Monday, Jan. 29, 1951

Facing the Facts

Of all the plain words on the world crisis last week (see NATIONAL AFFAIRS), none were plainer--or better received--than those of Rhys Manly Sale, energetic president of the Ford Motor Co. of Canada. "There is not enough awareness of the danger in this country," Sale told the members of Toronto's Canadian Club. "I can't see this policy of business-as-usual with a touch of defense for flavoring."

Sale called for an immediate increase in the armed forces (with conscription if needed), a speedup in defense production, higher taxes, and a ban on the Communist Party. Said he: "We have the wherewithal for a defense effort ten times greater than the puny program now in effect."

Sale's blunt talk echoed far beyond the high-ceilinged Royal York Hotel ballroom. Within a few days he received more than 100 applauding letters from private citizens. One of them, from a retired political leader, said: "This is the speech the people of Canada have been waiting for. It sharpens the sense of our peril and our shame."

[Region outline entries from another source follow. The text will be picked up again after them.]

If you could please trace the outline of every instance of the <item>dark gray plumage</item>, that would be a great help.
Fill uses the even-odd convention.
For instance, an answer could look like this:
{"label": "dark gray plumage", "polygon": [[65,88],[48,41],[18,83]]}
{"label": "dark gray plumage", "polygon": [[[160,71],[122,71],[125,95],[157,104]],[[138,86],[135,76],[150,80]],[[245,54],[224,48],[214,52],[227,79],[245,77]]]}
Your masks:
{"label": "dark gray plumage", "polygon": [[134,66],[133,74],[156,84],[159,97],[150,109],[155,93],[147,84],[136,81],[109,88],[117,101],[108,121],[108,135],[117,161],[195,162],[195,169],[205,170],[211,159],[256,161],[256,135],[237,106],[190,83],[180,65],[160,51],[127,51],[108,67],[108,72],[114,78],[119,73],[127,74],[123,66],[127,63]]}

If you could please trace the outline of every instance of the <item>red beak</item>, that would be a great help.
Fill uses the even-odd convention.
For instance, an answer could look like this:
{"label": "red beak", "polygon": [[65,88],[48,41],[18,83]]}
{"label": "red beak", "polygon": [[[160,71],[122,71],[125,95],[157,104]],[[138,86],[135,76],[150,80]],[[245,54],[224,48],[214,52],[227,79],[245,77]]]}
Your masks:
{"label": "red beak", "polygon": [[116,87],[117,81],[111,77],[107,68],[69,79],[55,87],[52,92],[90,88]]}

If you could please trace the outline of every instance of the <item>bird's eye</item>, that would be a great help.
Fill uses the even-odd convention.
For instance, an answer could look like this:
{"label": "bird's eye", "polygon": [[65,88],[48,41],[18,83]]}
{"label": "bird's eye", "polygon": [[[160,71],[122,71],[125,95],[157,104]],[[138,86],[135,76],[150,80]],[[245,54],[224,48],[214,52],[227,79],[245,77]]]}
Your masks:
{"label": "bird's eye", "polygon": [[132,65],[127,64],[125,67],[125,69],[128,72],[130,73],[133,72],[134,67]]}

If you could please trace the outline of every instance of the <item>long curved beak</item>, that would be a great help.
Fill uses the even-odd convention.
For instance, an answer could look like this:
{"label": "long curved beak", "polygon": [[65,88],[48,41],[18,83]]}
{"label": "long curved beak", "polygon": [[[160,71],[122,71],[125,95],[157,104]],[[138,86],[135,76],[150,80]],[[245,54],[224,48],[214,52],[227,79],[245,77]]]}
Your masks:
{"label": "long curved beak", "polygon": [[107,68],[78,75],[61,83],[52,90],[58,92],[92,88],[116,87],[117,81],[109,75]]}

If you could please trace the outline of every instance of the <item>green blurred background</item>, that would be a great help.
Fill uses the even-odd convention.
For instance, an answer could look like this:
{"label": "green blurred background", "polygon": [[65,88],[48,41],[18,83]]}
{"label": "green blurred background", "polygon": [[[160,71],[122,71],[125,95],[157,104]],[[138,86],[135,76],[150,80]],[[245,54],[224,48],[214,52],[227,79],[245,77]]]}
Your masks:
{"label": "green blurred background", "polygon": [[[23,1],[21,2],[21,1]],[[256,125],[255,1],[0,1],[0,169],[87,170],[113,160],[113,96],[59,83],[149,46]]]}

Leading Canadian newspapers immediately took up Rhys Sale's theme on their editorial pages. Said the Ottawa Journal: "Mr. Sale, we think, spoke for a growing number of the Canadian people." The Vancouver Sun agreed: "Most Canadians share his complaint." Toronto's Globe and Mail said: "It was refreshing to have an outstanding business leader facing the facts, realistically appraising them and then putting his views clearly on the record." The Toronto Telegram called the speech "the loudest, clearest alarm bell that any Canadian has sounded since the outbreak of the Korean war."